Saturday, April 19, 2014

Pick One Horse and Ride It

A fellow blogger, Bradley Chambers, recently wrote an article about BYOD entitled The Promise And Failure of BYOD in Education. In it he does a great job of outlining why a school should never let kids bring whatever device they want to school and expect to do any meaningful projects or design any meaningful assignments that tie in with the school's curriculum. Why? Because the management of these varied devices will be an IT nightmare. I agree with him completely.

In our school we use a different approach with our BYOD laptop program. We prescribe a minimum set of laptop standards (notice I said laptop, not tablet, iPad, or other device), including the "horsepower" needed to run our short list of open source software that makes our program work.

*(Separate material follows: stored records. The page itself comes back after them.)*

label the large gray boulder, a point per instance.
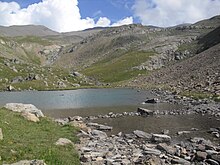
(28, 162)
(160, 138)
(142, 134)
(144, 111)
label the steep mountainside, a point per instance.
(127, 55)
(197, 74)
(113, 50)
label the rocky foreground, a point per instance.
(139, 147)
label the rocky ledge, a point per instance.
(139, 147)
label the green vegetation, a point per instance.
(32, 39)
(25, 140)
(48, 77)
(118, 68)
(193, 47)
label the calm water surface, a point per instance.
(86, 102)
(73, 99)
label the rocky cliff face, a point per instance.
(123, 52)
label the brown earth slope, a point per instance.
(200, 73)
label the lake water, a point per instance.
(75, 99)
(86, 102)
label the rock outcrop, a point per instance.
(28, 111)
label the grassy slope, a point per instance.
(50, 75)
(28, 140)
(118, 68)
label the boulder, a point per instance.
(28, 162)
(200, 156)
(166, 148)
(216, 158)
(17, 79)
(142, 134)
(100, 126)
(63, 142)
(77, 74)
(177, 160)
(19, 107)
(211, 162)
(30, 116)
(152, 101)
(98, 134)
(10, 88)
(144, 111)
(160, 138)
(152, 151)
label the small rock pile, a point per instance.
(140, 147)
(28, 111)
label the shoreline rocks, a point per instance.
(28, 111)
(139, 147)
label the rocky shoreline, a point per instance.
(139, 147)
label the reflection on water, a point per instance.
(94, 111)
(92, 102)
(71, 99)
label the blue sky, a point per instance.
(73, 15)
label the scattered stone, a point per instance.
(10, 88)
(178, 160)
(152, 151)
(152, 101)
(29, 162)
(100, 126)
(211, 162)
(160, 138)
(183, 132)
(17, 80)
(166, 148)
(142, 134)
(77, 74)
(216, 158)
(99, 134)
(165, 132)
(63, 142)
(145, 112)
(200, 156)
(30, 116)
(19, 107)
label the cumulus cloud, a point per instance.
(58, 15)
(173, 12)
(126, 21)
(103, 22)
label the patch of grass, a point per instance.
(119, 68)
(193, 47)
(32, 39)
(25, 140)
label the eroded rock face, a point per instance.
(63, 142)
(19, 107)
(29, 162)
(28, 111)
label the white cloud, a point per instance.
(173, 12)
(58, 15)
(126, 21)
(103, 22)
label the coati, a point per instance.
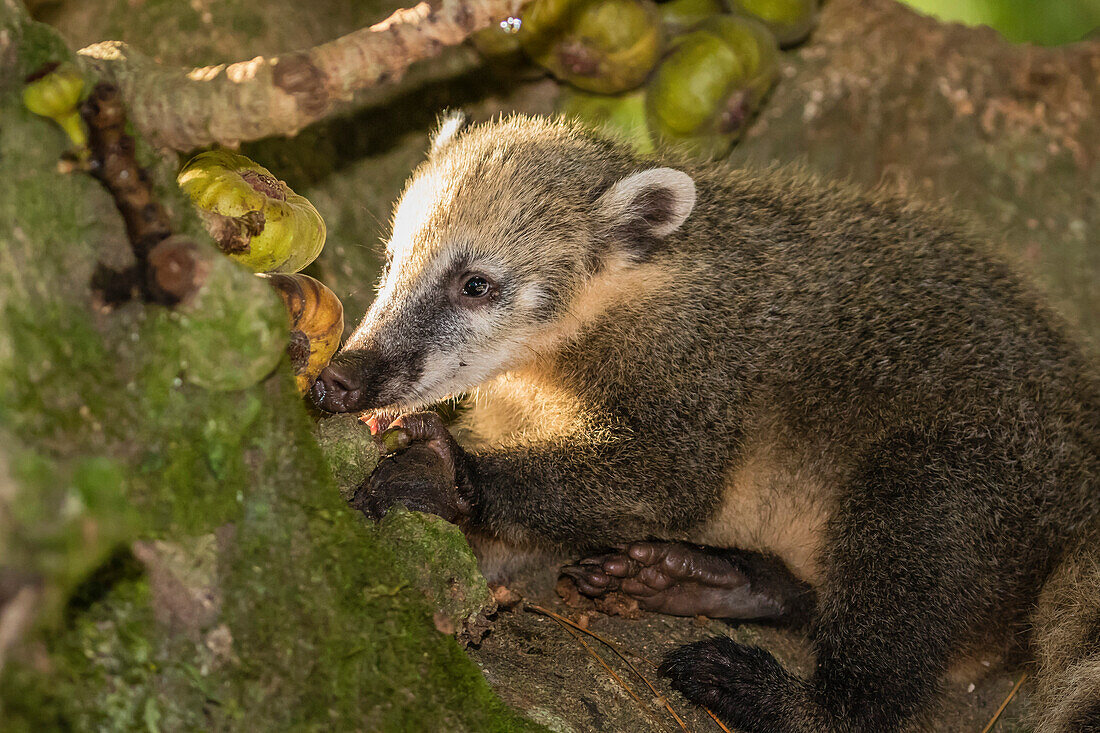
(774, 397)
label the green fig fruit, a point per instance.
(790, 20)
(606, 46)
(316, 324)
(253, 216)
(620, 116)
(704, 93)
(55, 91)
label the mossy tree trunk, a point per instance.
(183, 555)
(174, 551)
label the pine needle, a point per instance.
(1012, 693)
(715, 719)
(611, 671)
(619, 654)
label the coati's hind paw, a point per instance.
(686, 580)
(744, 686)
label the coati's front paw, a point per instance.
(422, 473)
(744, 686)
(678, 579)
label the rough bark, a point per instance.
(1005, 134)
(174, 551)
(275, 96)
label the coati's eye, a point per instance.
(476, 287)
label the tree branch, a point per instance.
(279, 95)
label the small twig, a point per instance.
(168, 269)
(1012, 693)
(619, 654)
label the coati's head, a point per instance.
(495, 236)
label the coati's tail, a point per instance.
(1067, 645)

Most kids this year brought in Windows 8 touch screen 11.6" Asus netbooks. A few brought in either a MacBook Pro or MacBook Air. All of these options "work" in our setting because they all run the list of open source, cross-platform software we require.

A couple of students brought in the new Surface RT which doesn't work so well with some of our software requirements because Microsoft has locked it into the Windows Store. Most things work, but not all. These kids constantly have to either work around the limitations, or must go to our Windows 7 lab to finish projects or assignments. A few who tried to use iPads found even more limitations, eventually gave up and spent $300-400 on a new netbook. Finally, I have a few students who cannot afford a netbook. Our principal has amassed a whole inventory of donated netbooks, given to the school by students who've graduated and moved on (or up) to a full laptop for their high school years. 

Our school ends after eighth grade, and several students now have used their fifth grade netbook for four years, until they graduated and moved on to another school. Treated properly, a well-maintained netbook can give an upper-elementary and/or middle school student several years of service. Given the relatively low cost of entry ($300-400 or so), the fact that a netbook is a "real computer" that runs most Windows software with no problem — especially the list we give our students to download before school starts — we will continue using this computing option for the foreseeable future.